According to Chetlin, Phi Delta Theta does not yet know the outcome of the trial.
Phi Delta Vice President junior Billy Liptrot said that Hilpert was the mediator between the fraternity and the University.
“His guidance was needed when a particular issue arose with the chapter, whether that may be some sort of maintenance problem in the house or properly registering an event,” Liptrot said.
Chetlin said that Hilpert’s resignation was unexpected, impacting the IFC in addition to Phi Delta Theta.
“His leaving was totally unexpected and the school had nothing in place prepared for him to go. The administration — mainly Dean Kristin Cothran — has been great at trying to fill Tristan’s role but it has definitely been hard as she and those supporting her have had to catch up on a year’s worth of work that he did,” Chetlin said.
According to Panhellenic Council President senior Casey Waite, although Hilpert’s resignation now poses an inconvenience to the council’s members, she feels fortunate that he did not step down prior to recruitment.
“He’s an expert on [recruitment] because he’s done it so many times, and so we would have lost a lot of guidance through that very confusing process, but once he left, it’s easier for other people to fill in for him — there are still knowledgeable people that can fill in his shoes,” Waite said.
As stated in a previous Maroon-News article, Dean Paul McLoughlin sent an email to several student leaders, referring them to relevant contacts while Colgate determines who will officially replace Hilpert. McLoughlin suggested Program Coordinators for the Center for Student Leadership and Involvement (CLSI) Amber Decker and Leigh-Ann Wenzel, as well as Assistant Dean for First and Second-Year Experience and Community Development Kristin Cothran.

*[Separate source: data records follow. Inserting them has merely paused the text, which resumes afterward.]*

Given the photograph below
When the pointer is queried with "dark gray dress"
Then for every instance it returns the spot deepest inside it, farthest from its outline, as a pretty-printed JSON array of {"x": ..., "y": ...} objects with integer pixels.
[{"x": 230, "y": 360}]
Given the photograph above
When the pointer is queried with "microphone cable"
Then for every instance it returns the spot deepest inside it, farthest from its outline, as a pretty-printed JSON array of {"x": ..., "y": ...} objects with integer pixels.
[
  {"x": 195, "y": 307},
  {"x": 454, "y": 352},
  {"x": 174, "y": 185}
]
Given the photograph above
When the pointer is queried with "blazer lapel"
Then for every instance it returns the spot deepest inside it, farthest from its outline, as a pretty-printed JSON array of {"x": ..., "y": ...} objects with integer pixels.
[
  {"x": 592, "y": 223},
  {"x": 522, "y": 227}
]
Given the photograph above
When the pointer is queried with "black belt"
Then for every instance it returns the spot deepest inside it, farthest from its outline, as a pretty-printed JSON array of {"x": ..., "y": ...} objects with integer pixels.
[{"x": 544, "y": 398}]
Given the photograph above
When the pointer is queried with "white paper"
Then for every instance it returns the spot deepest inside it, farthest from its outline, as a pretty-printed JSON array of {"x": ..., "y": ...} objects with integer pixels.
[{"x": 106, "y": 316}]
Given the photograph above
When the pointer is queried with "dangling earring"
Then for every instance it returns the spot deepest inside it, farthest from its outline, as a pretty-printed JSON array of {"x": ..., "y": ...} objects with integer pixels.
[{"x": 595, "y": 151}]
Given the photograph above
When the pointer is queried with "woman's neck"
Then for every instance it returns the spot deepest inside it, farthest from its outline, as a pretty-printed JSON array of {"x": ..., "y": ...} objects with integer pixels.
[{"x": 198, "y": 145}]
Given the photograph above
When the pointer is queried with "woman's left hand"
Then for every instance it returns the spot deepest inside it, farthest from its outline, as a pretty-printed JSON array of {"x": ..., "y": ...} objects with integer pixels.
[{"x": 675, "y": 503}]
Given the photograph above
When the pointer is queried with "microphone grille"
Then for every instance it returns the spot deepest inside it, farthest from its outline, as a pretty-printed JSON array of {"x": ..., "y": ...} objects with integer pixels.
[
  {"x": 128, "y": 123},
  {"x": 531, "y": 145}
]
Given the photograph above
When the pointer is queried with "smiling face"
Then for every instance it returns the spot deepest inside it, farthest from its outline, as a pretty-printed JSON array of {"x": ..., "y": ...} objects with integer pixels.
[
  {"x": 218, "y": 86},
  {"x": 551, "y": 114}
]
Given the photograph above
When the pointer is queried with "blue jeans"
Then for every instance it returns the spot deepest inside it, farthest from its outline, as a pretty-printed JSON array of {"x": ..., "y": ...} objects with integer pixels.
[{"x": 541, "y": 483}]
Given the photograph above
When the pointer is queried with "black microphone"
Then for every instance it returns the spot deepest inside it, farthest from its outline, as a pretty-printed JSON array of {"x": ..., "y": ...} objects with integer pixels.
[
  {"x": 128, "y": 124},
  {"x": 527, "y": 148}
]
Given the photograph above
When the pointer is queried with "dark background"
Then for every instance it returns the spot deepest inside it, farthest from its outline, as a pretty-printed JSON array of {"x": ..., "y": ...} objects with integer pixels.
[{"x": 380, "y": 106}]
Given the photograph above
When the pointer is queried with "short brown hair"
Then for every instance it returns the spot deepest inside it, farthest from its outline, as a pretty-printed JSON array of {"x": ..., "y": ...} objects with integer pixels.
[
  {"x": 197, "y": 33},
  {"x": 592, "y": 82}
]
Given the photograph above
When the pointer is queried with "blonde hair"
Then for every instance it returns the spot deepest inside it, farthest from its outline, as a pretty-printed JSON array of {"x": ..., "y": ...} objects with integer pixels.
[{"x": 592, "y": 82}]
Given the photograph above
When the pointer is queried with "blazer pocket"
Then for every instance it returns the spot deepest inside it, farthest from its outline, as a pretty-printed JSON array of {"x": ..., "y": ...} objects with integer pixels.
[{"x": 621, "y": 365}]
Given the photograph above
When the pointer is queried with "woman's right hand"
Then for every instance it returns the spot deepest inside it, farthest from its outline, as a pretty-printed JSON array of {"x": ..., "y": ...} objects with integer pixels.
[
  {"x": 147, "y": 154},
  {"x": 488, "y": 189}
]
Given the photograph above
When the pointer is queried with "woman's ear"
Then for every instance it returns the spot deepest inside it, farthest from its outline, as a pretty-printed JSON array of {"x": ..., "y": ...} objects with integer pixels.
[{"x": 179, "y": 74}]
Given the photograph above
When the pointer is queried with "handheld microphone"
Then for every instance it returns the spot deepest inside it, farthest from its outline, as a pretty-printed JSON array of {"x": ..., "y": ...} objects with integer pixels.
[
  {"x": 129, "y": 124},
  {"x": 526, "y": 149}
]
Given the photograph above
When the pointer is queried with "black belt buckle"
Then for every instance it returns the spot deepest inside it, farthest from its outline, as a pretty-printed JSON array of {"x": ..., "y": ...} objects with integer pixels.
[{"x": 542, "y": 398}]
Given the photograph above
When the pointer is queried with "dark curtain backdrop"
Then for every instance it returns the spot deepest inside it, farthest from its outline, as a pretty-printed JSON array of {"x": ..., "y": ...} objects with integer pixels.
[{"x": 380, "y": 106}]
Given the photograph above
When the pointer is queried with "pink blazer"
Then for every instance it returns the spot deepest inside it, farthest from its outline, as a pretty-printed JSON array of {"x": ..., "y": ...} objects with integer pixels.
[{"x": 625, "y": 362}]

CLSI coordinators declined to comment on Hilpert’s resignation.
In Hilpert’s absence, Cothran said that she, Decker and Wenzel will meet with each chapter’s president and respective officers on a bi-weekly basis throughout the spring semester.
Waite said that the members of the Panhellenic Council have utilized McLoughlin’s contacts, however, she said the CLSI staff have also been left in the dark in regards to the reason for Hilpert’s resignation.
“No one knows still. Yesterday I was in a CLSI meeting with Amber Decker and I asked if she had any updates, new info, and she said, ‘No, no one knows. Everyone is just as surprised as the students were,’” Waite said.
Decker is also the advisor for Greek organizations, particularly for sororities, and Waite said that her help has been invaluable to the Panhellenic Council.
“Amber comes to our executive meetings now. She’s always around. Amber’s the best. She’s so helpful,” Waite said.
Even though Decker and other interim points of contact have been made accessible to the Panhellenic Council, according to Waite, the lack of a designated Director of Fraternity and Sorority Advising has been “the biggest inconvenience since [Hilpert] left.”
“Now people who have other jobs doing other stuff are also in charge of us, the fraternity and sorority’s leaders, and we’re such a large and involved organization. I’m sure it’s inconvenient for them to have this new responsibility,” Waite said.
Liptrot said that despite the absence of a point person focused solely on the needs of Greek organizations, the variety of new contacts has actually been beneficial to his chapter.
“There are many people in different deans offices that are juggling a lot of roles and trying to pick up where [Hilpert] left off, which I honestly think is great to get a fresh perspective on different topics and problems that arise,” Liptrot said.
Liptrot said that he and Zoellner have met with Cothran, Wenzel and Decker since Hilpert’s resignation.
“They have been open to feedback and seem like they genuinely want to make an impact on improving the relationship between Greek Life and the administration,” Liptrot said.
Cothran views her new responsibilities as a learning opportunity.
“I don’t see any challenges but rather opportunities for all of us to learn about each chapter, the leadership experiences for students, the philanthropy connections the chapters have with national organizations and to use this knowledge to develop a sophomore year experience within the upcoming years,” Cothran said.